New Delhi: The pension fund regulator is exploring the possibility of regulating superannuation funds that are at present not regulated by any regulator, as it moves towards setting up a unified regulatory regime for old age income security post the Pension Fund Regulatory and Development Authority (PFRDA) Act.

While the insurance regulator Insurance Regulatory and Development Authority (Irda) regulates pension schemes of insurance companies, pension schemes of mutual funds are regulated by capital markets regulator Securities and Exchange Board of India (Sebi) and the Employees’ Provident Fund Organisation (EPFO) administers the contributory provident fund scheme.

But there are a few superannuation schemes of companies that are exempt by the EPF and are allowed to manage their funds through their trusts.

The idea is to address the grey area where a superannuation fund has managed to stay out of the purview of regulators, said Hemant Contractor, chairman of the Pension Fund Regulatory and Development Authority (PFRDA), who assumed charge earlier this month.

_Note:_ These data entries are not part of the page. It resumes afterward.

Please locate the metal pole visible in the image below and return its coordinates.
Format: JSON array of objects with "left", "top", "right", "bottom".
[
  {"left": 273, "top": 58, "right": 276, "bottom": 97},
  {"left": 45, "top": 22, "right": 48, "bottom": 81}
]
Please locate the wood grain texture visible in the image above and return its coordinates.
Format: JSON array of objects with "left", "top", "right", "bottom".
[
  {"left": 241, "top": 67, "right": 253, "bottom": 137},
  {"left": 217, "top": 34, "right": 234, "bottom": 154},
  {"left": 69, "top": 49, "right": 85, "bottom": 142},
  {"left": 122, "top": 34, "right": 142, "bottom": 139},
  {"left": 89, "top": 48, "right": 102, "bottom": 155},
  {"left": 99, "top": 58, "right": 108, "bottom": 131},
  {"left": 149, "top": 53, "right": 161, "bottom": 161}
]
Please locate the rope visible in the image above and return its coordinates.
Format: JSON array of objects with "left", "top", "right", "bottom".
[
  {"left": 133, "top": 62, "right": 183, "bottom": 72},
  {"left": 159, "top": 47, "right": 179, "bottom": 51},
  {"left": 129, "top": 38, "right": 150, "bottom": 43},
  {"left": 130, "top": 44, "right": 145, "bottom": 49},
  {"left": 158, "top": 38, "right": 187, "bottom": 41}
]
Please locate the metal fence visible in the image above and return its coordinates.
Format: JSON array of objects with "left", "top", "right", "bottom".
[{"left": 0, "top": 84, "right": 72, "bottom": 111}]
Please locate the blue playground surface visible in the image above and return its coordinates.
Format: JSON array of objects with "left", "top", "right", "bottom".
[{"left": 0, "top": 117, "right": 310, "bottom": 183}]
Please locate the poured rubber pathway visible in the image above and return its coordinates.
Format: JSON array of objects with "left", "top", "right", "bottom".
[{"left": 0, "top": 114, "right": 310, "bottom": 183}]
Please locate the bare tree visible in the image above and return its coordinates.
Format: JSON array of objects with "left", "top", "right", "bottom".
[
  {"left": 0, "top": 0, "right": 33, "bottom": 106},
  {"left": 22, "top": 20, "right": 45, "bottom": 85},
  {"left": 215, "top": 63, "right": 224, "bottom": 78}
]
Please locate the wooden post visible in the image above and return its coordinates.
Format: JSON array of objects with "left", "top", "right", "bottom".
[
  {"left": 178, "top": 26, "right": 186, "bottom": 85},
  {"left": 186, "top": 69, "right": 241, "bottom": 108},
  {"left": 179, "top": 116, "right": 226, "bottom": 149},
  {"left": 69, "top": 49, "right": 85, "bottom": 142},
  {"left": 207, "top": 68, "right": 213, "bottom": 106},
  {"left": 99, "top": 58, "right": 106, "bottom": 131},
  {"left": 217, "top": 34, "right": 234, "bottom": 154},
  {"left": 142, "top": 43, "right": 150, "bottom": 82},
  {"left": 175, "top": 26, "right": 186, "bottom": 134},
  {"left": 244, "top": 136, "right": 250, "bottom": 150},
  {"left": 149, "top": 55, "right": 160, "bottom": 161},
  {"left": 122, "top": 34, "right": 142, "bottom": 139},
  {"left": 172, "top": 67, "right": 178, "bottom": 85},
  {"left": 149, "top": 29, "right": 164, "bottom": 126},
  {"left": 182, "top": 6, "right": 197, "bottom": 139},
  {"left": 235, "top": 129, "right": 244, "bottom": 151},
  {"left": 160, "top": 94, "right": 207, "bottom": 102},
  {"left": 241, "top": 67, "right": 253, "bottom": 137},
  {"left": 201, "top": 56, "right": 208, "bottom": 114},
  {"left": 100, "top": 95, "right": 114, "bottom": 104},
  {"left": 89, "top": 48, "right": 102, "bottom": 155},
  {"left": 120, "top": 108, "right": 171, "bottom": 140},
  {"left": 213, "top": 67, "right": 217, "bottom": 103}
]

“The act empowers PFRDA to regulate the National Pension System as well as any scheme for old age income security that is not regulated by any other regulator," he said.

R.V. Verma, whole time member-finance at PFRDA, said the regulator is in the process of collating information on such funds.

“We are collecting data regarding the number of such funds, the amounts managed and other such details. Once we collate this information, we will decide how to proceed," he said.

The regulator’s move may lead to a turf war as these trusts following the investment guidelines laid down by EPFO. But PFRDA is of the view that other aspects of fund management like risk management and asset liability mismatch may not be regulated by any statute.

“PFRDA, being a regulator, is better placed to regulate all pension products and EPFO is not a regulator per se. Also, in India, it is mostly the entities that are regulated by a regulator. For instance, Irda regulates insurance companies and as a result the products they offer," said D. Swarup, former PFRDA chairman and a member of the financial sector legislative reforms commission (FSLRC).

“If the FSLRC recommendations of a unified financial sector regulator are implemented, then all the regulatory gaps will be plugged," he said.

The PFRDA Act was notified last year, empowering PFRDA to become a statutory pension regulator.

However, PFRDA only regulates the National Pension System, which was set up to manage funds of central and state government employees and for the unorganized sector. But due to the fact that the accrued amount will be taxed at the time of withdrawal, the scheme is at a distinct disadvantage compared with other similar products.

PFRDA has taken up the tax aspect with the government and is confident the issue will be addressed in the next budget, said Contractor.

The regulator is also in the process of finalizing many draft regulations, including those facilitating withdrawals and establishing points of presence.